Background: The purpose of this study was to describe the experience of the Center of Drug Evaluation and Research (CDER) with expanded access of investigational drugs.
Methods: Multiple searches of CDER's document tracking system were performed to identify the number, type, and indication for all expanded access requests over the 10-year time period of January 2005 through December 2014. An additional search was performed to identify all active commercial investigational drug development programs during that time period and whether or not the clinical program was placed on hold. The two searches were then cross-referenced to identify those commercial investigational drug development programs placed on clinical hold due to serious adverse events occurring within expanded access programs.
Results: CDER receives over 1000 applications for expanded access each year. The majority are for single patients, roughly evenly split between emergency and nonemergency use. The vast majority, 99.7%, are allowed to proceed. The incidence of clinical holds for all commercial investigational drug development programs is 7.9%, as compared to only 0.2% related to adverse events observed in patients receiving drug treatments under expanded access.

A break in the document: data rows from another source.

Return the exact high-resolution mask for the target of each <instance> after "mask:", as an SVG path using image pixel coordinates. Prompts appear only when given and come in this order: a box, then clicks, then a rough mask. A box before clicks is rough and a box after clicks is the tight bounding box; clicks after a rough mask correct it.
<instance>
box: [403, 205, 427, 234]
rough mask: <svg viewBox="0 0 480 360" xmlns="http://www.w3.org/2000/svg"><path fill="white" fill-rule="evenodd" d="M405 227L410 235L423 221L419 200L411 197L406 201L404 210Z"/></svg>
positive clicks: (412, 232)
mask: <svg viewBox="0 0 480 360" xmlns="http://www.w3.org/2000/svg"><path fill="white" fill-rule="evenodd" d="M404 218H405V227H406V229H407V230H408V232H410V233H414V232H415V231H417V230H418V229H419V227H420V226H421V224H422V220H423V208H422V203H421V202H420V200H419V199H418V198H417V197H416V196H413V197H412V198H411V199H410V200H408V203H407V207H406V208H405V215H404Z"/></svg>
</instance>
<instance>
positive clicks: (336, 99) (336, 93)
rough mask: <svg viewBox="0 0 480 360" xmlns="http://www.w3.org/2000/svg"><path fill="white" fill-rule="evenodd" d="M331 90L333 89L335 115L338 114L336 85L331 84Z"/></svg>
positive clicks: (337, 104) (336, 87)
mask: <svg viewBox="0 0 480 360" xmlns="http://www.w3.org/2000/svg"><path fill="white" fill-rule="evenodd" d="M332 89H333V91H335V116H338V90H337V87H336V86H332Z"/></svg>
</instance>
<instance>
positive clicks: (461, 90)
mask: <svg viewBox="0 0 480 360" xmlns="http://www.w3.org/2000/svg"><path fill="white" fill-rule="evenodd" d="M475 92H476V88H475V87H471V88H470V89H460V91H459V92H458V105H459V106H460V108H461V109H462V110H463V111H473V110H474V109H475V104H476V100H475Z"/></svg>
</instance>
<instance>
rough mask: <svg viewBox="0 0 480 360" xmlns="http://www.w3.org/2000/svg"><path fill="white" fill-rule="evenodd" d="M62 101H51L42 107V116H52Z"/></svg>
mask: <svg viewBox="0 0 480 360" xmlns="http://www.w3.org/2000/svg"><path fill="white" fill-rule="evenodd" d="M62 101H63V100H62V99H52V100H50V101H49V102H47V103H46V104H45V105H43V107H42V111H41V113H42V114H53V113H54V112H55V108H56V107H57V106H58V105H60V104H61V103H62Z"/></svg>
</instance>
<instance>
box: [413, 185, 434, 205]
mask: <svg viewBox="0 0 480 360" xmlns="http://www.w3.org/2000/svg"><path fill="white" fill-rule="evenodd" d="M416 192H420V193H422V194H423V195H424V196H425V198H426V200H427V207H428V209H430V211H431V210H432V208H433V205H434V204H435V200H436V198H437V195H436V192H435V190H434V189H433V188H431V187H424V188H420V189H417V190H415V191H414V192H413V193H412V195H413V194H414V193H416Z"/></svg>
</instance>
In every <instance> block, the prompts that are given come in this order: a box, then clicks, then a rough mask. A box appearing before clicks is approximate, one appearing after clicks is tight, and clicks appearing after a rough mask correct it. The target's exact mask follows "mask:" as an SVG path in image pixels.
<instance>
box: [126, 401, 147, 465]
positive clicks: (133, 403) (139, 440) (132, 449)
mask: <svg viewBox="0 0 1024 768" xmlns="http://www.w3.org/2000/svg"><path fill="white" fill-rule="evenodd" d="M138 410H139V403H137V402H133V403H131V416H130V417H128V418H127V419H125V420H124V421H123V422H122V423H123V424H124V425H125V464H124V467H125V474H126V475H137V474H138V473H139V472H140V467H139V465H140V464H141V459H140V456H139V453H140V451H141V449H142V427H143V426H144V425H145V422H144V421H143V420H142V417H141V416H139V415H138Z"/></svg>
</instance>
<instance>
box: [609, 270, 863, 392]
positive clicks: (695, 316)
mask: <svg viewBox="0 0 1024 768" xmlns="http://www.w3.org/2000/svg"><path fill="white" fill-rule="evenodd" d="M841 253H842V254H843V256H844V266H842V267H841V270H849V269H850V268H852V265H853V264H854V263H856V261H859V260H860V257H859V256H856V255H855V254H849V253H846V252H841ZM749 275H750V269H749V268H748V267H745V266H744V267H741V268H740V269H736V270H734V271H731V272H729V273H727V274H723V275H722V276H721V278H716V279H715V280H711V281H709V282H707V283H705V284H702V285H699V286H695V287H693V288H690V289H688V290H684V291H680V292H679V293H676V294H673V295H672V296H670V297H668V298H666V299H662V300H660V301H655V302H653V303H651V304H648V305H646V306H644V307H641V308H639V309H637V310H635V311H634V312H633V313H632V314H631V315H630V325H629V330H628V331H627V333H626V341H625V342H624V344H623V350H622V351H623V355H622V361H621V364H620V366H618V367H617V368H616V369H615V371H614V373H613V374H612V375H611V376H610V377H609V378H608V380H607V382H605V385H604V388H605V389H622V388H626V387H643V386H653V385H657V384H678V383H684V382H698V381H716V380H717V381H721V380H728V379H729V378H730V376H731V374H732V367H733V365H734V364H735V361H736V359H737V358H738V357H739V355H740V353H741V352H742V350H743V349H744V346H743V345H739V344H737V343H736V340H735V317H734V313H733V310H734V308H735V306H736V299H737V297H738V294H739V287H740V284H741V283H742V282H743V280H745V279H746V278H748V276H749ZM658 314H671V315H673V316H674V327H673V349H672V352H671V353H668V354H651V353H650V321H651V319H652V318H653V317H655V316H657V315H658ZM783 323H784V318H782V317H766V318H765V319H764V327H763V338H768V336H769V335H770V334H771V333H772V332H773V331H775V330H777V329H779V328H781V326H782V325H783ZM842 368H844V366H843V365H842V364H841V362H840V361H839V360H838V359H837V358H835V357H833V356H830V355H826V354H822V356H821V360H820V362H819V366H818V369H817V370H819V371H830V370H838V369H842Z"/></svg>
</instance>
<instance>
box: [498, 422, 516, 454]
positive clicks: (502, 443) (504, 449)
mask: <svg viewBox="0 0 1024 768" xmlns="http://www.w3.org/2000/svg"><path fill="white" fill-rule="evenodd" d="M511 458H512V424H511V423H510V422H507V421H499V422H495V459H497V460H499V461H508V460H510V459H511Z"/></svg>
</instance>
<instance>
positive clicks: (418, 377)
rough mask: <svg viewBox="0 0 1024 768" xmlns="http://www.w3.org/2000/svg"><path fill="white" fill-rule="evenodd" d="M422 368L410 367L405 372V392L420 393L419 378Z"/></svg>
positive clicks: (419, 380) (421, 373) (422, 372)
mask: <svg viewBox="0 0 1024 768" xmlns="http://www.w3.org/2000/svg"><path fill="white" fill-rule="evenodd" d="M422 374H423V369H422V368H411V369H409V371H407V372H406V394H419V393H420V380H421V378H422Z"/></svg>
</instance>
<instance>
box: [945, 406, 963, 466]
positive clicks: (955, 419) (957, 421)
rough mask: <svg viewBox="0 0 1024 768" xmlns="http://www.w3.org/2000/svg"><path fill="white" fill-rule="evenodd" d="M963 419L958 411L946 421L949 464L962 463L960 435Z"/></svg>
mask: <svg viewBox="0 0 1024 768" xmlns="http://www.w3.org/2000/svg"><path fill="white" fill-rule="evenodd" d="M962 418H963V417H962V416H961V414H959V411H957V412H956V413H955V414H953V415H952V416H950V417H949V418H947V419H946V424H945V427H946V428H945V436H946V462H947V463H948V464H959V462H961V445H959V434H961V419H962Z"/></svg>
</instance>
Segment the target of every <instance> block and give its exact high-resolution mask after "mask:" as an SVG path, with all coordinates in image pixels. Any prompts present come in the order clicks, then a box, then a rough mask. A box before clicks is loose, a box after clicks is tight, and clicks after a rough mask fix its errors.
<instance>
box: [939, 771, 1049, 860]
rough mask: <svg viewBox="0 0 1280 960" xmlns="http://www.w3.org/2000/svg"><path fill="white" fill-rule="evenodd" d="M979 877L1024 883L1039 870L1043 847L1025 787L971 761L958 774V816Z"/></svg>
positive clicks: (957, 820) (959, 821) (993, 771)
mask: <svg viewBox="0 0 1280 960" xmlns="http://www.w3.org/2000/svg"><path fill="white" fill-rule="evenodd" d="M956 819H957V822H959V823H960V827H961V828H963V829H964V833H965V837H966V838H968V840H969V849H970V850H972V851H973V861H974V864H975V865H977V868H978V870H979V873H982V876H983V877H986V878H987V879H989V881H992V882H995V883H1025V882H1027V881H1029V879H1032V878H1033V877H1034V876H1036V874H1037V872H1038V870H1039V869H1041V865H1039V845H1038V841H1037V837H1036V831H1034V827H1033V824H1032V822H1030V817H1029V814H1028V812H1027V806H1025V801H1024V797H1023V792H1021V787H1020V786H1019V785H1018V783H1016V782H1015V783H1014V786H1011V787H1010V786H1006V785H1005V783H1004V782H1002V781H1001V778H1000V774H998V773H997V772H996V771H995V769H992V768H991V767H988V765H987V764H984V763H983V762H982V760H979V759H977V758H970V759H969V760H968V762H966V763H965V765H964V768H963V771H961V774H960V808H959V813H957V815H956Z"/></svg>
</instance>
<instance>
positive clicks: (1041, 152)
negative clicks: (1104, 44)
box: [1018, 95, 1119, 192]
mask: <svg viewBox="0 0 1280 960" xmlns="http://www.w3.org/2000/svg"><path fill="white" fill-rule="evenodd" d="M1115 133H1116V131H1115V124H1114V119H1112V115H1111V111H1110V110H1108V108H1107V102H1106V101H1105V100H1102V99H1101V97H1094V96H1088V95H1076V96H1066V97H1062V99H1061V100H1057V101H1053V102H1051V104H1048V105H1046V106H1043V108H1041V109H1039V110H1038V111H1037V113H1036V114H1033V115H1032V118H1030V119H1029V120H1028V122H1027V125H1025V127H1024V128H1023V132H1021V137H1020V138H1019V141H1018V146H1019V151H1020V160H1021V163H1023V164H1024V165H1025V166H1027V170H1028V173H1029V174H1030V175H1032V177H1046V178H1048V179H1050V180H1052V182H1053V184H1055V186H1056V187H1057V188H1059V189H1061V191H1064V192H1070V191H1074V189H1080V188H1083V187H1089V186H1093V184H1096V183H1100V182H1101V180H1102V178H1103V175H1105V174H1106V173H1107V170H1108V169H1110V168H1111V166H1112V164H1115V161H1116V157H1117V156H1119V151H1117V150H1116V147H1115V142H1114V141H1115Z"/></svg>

Conclusions: The expanded access program is viewed as a success from FDA's perspective based on the large number of applications processed and allowed to proceed each year. However, the actual number of patients and their health care providers that desire drug treatments available under expanded access is not known. It is exceedingly rare for a serious adverse event under expanded access to affect the development program for that drug.
Keywords: US Food and Drug Administration; compassionate use; expanded access.